Pesticide restrictions on Cannabis are a good example of regulation placing demands on the facility. While the list of pesticides that growers can use is stabilizing around so called “minimal risk” pesticides, they are not effective as anything more than preventive treatments. Cannabis is unlike other crops where failure to kill off an outbreak with one pesticide means you move to the next pesticide. If you allow an outbreak to occur, your yield, if not your entire crop is in jeopardy.

Could better exclusionary tactics have prevented this, better environmental controls or just more diligence in scouting for pests?
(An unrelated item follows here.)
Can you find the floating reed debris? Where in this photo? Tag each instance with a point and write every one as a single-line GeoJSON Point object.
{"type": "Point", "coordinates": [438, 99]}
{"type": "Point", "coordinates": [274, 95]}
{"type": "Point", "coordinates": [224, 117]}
Your SOPs should outline your strategy for pest prevention and management, from facility design features to daily routines.

SOPs are a lot of work, and some look at them as regulatory burdens. However, when an error occurs and is understood, operators we have worked with figure out what happened and then put a policy in place to prevent it from happening again. They not only already know the value of that SOP, they also know the cost of not creating SOPs for other critical areas.

Structure, rigor and accountability are serious tools for serious business.